Ooh! questionaires!
tho it was intended for Other person, you can't stop me from posting.
When I'm angry: I get hyperactive and make jokes about everything, eventually getting so hyper that my mind explodes into itself, and I have to lay down for at least 20 hours.
When I'm sad: I rarely feel "not sad", except when I'm high on cough syrup.
When I'm lonely: I look for somebody to talk to on the interbuttz or IRL, depending what seems like less trouble (usually the intardnuts)
When I'm happy: I am hallucinating
The best year of my life was: This one, because I have bad memory and I don't remember exactly how awesome where the other ones.
Lying is: Impossible. If you say something different than what really happened, the person whom you say it to will believe that that is what happened, and then there will be a conflict of "point of views", but that doesn't mean that the lie is invalid.
I don't lie because "transfering accurate information" is important to me.
My current annoyance is: Being unable to finish a job I have, and it is so simple...
I want to buy: A dress, a laptop and a ticket to anywhere.
If you visited the place I'm from: I'd steal a wallet. And show you around, take you to dinner (pay with your money) and do fun stuff.
If I died today: I secretely wish that'd happen, but it has never happened so far.

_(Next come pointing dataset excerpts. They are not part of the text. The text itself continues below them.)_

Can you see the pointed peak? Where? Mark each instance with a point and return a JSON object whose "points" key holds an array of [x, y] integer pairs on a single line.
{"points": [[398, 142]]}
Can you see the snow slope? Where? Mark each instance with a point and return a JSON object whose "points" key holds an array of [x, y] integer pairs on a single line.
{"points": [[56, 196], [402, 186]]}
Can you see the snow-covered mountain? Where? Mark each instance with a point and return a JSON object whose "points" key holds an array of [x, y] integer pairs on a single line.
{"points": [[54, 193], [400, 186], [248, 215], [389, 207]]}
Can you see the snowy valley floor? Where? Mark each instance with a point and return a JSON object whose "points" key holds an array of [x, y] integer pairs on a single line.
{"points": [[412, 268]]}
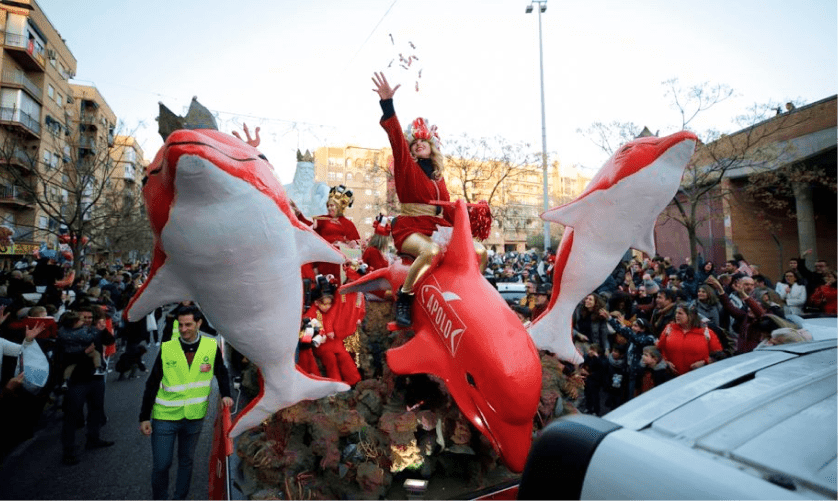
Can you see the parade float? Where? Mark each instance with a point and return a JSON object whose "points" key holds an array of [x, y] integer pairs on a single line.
{"points": [[455, 400]]}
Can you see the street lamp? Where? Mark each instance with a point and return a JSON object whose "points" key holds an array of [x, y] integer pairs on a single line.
{"points": [[542, 6]]}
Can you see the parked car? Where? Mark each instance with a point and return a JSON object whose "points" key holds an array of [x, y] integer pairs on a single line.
{"points": [[512, 292], [761, 425]]}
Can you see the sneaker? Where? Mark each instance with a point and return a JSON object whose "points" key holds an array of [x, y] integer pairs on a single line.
{"points": [[98, 443], [404, 302]]}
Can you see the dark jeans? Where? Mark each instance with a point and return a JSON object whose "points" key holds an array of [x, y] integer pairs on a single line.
{"points": [[163, 434], [91, 393]]}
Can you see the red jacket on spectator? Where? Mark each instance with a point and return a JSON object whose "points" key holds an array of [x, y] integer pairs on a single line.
{"points": [[50, 326], [826, 298], [685, 348]]}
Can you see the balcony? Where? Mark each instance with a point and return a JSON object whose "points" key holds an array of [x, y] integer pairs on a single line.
{"points": [[20, 120], [89, 119], [18, 79], [15, 196], [28, 52], [19, 159], [128, 173]]}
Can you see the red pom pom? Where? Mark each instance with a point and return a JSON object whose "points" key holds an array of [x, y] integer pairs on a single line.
{"points": [[480, 217]]}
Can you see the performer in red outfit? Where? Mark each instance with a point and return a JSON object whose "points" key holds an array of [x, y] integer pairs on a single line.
{"points": [[417, 172], [334, 227], [376, 247], [686, 343], [331, 351]]}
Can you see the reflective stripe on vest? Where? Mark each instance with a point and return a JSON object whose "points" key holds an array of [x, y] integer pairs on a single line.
{"points": [[184, 391]]}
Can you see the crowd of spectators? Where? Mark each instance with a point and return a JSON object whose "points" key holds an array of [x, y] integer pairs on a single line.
{"points": [[651, 320], [74, 319], [648, 322]]}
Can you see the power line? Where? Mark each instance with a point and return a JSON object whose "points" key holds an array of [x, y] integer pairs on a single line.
{"points": [[370, 35]]}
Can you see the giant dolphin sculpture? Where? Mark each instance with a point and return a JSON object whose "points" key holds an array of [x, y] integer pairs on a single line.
{"points": [[469, 337], [225, 237], [616, 211]]}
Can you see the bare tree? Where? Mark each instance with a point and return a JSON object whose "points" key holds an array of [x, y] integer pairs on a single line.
{"points": [[750, 150], [490, 169], [78, 193]]}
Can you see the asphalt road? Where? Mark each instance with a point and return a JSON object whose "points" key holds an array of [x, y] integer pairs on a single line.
{"points": [[123, 471]]}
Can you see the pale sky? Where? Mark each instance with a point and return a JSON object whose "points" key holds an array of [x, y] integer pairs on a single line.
{"points": [[301, 69]]}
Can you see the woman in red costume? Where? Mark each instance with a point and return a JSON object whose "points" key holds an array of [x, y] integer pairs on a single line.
{"points": [[334, 227], [417, 171], [375, 253]]}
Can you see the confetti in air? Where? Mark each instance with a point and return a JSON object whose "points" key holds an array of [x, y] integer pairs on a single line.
{"points": [[407, 61]]}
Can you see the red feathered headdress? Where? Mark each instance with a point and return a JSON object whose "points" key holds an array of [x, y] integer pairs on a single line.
{"points": [[419, 129], [381, 225]]}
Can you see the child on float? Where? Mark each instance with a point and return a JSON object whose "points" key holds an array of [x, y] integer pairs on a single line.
{"points": [[638, 337], [655, 369], [331, 351], [417, 172]]}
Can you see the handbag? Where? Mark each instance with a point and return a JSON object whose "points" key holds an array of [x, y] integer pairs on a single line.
{"points": [[35, 367]]}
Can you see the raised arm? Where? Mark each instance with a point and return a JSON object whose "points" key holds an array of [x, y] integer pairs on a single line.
{"points": [[382, 86]]}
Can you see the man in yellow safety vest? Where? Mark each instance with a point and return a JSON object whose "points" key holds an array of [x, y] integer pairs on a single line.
{"points": [[176, 399]]}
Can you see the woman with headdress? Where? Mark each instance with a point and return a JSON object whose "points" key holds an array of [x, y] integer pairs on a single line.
{"points": [[335, 228], [417, 172]]}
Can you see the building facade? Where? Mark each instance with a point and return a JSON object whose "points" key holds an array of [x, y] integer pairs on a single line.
{"points": [[790, 144], [36, 109], [516, 194]]}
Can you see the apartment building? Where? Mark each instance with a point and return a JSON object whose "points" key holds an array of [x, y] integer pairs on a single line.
{"points": [[36, 105], [366, 172]]}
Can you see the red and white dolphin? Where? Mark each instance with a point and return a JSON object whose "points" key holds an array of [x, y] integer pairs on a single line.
{"points": [[616, 211], [226, 237], [468, 336]]}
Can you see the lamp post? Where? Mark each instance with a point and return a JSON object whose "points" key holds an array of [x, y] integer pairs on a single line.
{"points": [[542, 6]]}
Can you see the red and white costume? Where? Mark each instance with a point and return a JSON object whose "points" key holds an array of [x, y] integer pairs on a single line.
{"points": [[413, 185]]}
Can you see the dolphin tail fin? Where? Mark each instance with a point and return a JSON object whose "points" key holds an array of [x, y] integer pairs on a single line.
{"points": [[281, 391], [162, 287], [419, 355], [646, 241], [556, 337], [314, 248]]}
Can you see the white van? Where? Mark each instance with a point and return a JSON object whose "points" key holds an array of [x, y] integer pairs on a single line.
{"points": [[762, 425]]}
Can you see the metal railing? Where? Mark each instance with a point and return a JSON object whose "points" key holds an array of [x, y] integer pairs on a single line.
{"points": [[17, 77], [24, 42], [21, 117], [15, 193]]}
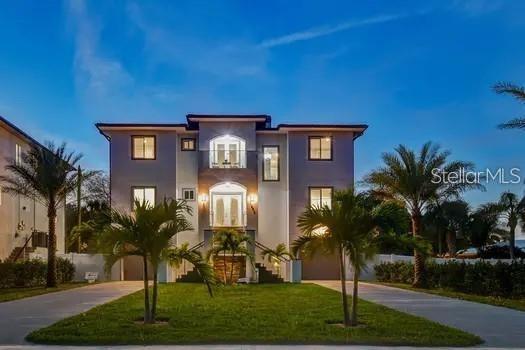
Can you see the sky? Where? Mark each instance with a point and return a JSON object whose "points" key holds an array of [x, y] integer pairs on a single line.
{"points": [[413, 71]]}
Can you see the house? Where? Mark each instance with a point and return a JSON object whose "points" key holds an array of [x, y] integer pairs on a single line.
{"points": [[234, 171], [23, 221]]}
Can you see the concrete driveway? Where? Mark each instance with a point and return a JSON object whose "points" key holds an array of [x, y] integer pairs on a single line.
{"points": [[497, 326], [20, 317]]}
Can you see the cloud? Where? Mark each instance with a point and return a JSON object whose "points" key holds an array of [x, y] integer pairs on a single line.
{"points": [[97, 74], [317, 32]]}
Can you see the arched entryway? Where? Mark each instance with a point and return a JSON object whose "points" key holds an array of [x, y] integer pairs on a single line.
{"points": [[228, 205]]}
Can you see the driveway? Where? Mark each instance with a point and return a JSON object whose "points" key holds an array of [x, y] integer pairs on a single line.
{"points": [[20, 317], [497, 326]]}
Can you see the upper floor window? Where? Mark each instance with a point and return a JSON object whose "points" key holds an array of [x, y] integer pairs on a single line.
{"points": [[270, 163], [143, 195], [227, 152], [321, 196], [143, 147], [188, 144], [320, 148], [18, 154]]}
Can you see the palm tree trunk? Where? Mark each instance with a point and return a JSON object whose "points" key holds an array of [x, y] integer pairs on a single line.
{"points": [[147, 315], [354, 297], [419, 260], [154, 297], [51, 280], [342, 272]]}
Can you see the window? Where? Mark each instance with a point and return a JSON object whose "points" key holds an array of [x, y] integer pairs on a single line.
{"points": [[143, 147], [188, 194], [320, 148], [143, 194], [321, 196], [188, 144], [270, 163], [18, 154]]}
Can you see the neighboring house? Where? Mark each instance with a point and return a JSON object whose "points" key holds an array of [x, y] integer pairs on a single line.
{"points": [[23, 221], [234, 171]]}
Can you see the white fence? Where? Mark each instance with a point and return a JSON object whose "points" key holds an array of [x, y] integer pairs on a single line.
{"points": [[369, 273]]}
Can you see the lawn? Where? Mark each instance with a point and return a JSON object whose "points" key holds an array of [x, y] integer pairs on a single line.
{"points": [[9, 294], [253, 314], [517, 304]]}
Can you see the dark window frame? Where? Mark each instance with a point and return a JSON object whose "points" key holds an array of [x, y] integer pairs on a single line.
{"points": [[133, 137], [182, 148], [320, 150], [143, 187], [278, 163], [310, 188]]}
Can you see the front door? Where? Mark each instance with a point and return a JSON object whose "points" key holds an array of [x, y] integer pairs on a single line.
{"points": [[227, 210]]}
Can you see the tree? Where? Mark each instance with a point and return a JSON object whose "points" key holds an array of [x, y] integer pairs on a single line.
{"points": [[280, 253], [345, 229], [148, 234], [230, 241], [517, 92], [512, 210], [416, 181], [447, 219], [46, 175]]}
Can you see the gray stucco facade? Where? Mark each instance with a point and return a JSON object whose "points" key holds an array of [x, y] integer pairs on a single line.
{"points": [[267, 208]]}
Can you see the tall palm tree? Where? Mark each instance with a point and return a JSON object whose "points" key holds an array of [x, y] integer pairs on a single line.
{"points": [[280, 253], [517, 92], [412, 179], [345, 229], [46, 175], [512, 210], [148, 234], [230, 241]]}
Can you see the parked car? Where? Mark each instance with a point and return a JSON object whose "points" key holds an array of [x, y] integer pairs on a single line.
{"points": [[469, 253]]}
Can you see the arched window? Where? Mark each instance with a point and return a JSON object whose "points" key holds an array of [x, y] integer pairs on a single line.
{"points": [[227, 152]]}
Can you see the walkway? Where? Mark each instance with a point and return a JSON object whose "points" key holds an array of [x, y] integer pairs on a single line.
{"points": [[20, 317], [498, 326]]}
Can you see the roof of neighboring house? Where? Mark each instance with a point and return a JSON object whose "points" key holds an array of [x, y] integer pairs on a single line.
{"points": [[13, 128], [263, 124]]}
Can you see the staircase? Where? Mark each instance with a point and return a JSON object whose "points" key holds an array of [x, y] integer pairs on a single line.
{"points": [[266, 276], [20, 253]]}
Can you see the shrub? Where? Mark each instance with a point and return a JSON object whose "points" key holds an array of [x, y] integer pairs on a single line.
{"points": [[32, 273], [481, 277]]}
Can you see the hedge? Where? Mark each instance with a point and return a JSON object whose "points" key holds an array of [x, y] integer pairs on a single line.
{"points": [[483, 278], [32, 273]]}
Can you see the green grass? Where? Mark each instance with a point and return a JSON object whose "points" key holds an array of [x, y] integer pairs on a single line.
{"points": [[9, 294], [253, 314], [517, 304]]}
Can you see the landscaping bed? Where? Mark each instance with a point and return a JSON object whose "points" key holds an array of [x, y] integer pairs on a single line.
{"points": [[252, 314]]}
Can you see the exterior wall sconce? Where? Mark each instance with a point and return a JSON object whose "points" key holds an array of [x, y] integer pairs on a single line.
{"points": [[252, 199], [203, 199]]}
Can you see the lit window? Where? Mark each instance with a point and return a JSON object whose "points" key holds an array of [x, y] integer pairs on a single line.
{"points": [[143, 147], [270, 163], [188, 144], [320, 147], [143, 195], [188, 194], [321, 196], [18, 154]]}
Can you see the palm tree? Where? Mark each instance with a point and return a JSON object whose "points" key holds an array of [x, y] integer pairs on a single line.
{"points": [[280, 253], [416, 181], [345, 229], [519, 93], [512, 209], [46, 175], [148, 234], [230, 241]]}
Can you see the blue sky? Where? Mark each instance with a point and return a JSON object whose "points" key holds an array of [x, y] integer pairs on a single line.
{"points": [[414, 71]]}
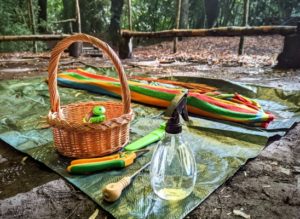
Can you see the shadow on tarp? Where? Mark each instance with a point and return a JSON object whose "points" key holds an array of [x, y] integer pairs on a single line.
{"points": [[220, 148]]}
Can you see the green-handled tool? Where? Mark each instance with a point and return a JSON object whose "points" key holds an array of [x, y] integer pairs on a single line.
{"points": [[152, 137], [116, 161]]}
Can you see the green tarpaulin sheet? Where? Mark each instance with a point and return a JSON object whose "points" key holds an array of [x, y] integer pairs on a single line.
{"points": [[220, 148]]}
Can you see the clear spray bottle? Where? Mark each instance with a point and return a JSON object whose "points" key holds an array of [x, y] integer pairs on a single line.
{"points": [[173, 169]]}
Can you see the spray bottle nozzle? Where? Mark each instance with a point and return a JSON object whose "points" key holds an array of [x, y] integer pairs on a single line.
{"points": [[178, 107]]}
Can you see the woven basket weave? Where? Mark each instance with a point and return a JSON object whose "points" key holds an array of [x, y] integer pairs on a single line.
{"points": [[73, 137]]}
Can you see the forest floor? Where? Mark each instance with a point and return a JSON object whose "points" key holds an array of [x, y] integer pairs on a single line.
{"points": [[266, 187]]}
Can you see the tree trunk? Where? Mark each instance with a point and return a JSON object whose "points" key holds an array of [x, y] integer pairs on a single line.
{"points": [[212, 12], [69, 13], [32, 23], [175, 41], [78, 17], [42, 16], [129, 14], [114, 29], [245, 23], [184, 14]]}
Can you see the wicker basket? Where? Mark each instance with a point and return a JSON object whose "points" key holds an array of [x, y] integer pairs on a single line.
{"points": [[73, 137]]}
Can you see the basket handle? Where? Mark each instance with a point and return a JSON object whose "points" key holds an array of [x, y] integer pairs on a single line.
{"points": [[53, 66]]}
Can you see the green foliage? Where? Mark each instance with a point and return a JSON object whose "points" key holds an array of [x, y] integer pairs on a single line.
{"points": [[14, 21]]}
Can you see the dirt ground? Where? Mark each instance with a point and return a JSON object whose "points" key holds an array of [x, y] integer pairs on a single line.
{"points": [[266, 187]]}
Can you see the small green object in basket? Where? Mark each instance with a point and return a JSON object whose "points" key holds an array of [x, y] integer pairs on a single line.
{"points": [[97, 115]]}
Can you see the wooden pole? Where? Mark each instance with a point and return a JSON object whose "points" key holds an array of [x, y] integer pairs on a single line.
{"points": [[32, 23], [177, 25], [129, 14], [220, 31], [245, 23], [45, 37]]}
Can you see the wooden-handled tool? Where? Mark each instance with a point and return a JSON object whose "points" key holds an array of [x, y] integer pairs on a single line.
{"points": [[113, 191]]}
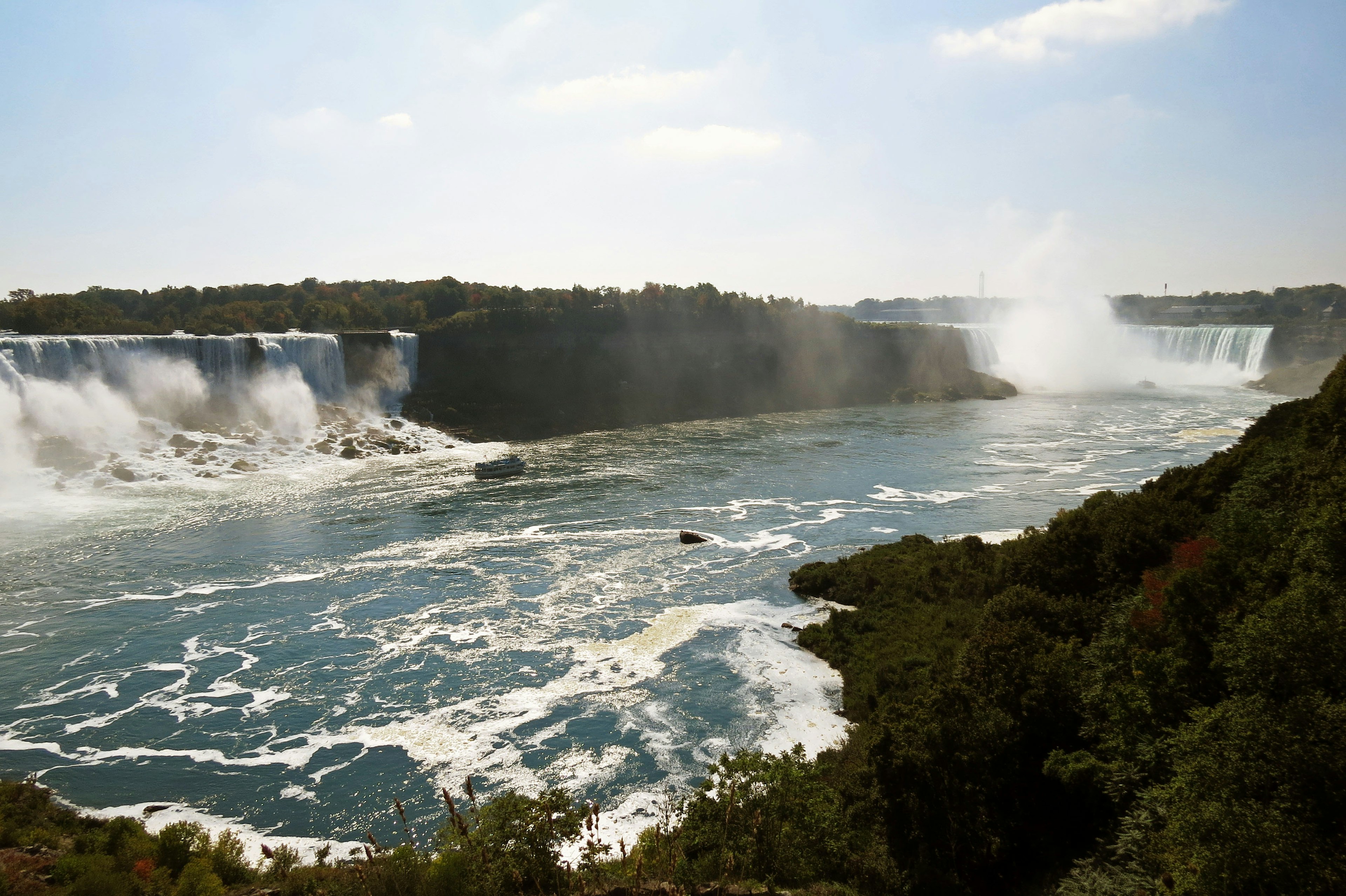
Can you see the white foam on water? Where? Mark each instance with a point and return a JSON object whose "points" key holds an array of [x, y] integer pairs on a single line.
{"points": [[994, 537], [937, 497]]}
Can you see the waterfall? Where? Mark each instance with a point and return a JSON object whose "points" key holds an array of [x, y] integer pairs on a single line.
{"points": [[219, 358], [223, 361], [1243, 348], [982, 349], [1080, 348], [407, 345], [317, 356], [120, 410]]}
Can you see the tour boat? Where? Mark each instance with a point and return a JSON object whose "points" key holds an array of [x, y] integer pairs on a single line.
{"points": [[511, 466]]}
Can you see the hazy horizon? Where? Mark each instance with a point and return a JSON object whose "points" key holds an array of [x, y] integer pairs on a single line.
{"points": [[834, 154]]}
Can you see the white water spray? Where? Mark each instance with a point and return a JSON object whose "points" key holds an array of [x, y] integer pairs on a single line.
{"points": [[1079, 346], [104, 411]]}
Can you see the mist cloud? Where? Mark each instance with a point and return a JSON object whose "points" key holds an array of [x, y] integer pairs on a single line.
{"points": [[711, 142], [1056, 27], [628, 87]]}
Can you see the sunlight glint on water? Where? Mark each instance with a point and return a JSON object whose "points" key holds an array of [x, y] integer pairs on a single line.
{"points": [[295, 648]]}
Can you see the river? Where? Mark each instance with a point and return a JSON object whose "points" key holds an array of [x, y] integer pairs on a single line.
{"points": [[290, 650]]}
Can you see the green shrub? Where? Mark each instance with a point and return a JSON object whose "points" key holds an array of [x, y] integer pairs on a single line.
{"points": [[179, 844], [197, 879]]}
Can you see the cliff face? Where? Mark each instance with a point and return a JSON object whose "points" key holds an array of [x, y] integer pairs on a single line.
{"points": [[1305, 343], [528, 385]]}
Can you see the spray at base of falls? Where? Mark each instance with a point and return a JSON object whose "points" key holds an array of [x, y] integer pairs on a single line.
{"points": [[106, 411], [1079, 346]]}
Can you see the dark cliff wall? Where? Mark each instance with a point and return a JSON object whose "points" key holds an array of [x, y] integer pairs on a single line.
{"points": [[1305, 343], [539, 384]]}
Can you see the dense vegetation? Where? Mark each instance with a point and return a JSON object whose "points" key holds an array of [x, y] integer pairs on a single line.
{"points": [[427, 306], [1158, 673], [1144, 696], [522, 364]]}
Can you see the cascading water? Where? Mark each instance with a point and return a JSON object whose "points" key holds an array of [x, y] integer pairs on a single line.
{"points": [[406, 345], [982, 349], [1070, 348], [108, 410], [1243, 348]]}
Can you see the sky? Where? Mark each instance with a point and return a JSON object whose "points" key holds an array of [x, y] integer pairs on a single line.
{"points": [[830, 151]]}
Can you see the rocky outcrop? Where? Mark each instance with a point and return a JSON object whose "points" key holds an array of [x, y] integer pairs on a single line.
{"points": [[1302, 381], [1298, 345], [531, 385]]}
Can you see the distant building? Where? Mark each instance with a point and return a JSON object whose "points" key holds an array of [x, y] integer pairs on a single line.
{"points": [[1201, 311]]}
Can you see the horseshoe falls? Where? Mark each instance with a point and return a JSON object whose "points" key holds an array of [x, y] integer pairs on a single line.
{"points": [[1065, 354], [205, 606]]}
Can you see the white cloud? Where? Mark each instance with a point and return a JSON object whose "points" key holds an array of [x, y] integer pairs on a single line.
{"points": [[711, 142], [620, 88], [1046, 32]]}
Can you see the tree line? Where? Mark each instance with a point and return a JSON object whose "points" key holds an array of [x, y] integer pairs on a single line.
{"points": [[427, 306]]}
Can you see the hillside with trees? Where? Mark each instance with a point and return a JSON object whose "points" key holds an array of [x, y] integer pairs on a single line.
{"points": [[1147, 695], [504, 362]]}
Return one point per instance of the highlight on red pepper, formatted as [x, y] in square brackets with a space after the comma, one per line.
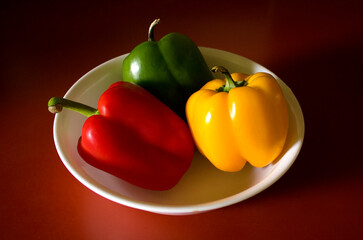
[134, 136]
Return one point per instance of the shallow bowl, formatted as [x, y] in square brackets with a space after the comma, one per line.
[203, 187]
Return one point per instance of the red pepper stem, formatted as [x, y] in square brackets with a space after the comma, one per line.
[56, 105]
[151, 30]
[229, 81]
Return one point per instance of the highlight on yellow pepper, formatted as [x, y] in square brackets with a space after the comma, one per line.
[240, 119]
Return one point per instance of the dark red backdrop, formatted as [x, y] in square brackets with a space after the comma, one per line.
[314, 46]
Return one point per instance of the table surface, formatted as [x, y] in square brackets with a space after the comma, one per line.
[315, 48]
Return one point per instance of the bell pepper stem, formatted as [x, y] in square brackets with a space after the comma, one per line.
[151, 30]
[229, 81]
[56, 105]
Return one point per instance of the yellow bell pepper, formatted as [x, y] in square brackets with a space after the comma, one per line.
[243, 118]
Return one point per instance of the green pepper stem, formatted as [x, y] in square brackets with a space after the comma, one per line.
[229, 81]
[56, 105]
[151, 30]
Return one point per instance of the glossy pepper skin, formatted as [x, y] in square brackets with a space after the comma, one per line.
[171, 69]
[135, 137]
[235, 124]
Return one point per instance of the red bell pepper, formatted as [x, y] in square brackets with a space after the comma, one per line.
[133, 136]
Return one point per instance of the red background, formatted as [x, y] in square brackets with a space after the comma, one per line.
[315, 47]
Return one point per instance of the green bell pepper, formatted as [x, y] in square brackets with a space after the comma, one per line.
[171, 69]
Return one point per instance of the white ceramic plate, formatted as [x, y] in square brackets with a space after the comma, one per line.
[203, 187]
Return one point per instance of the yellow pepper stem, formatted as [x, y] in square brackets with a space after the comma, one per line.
[230, 83]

My first job was: Making a program for some dude who gave me the worst advice ever, sending me into a journey of mediocrity.
I collect: Thoughts and dreams.
Yay

re: corns
A unicorn and another unicorn get married and become bicorn, then they have children and they are known as the multicorns. Then Tony the tiger comes an takes them all and that's what you eat in the morning, dead unicorns.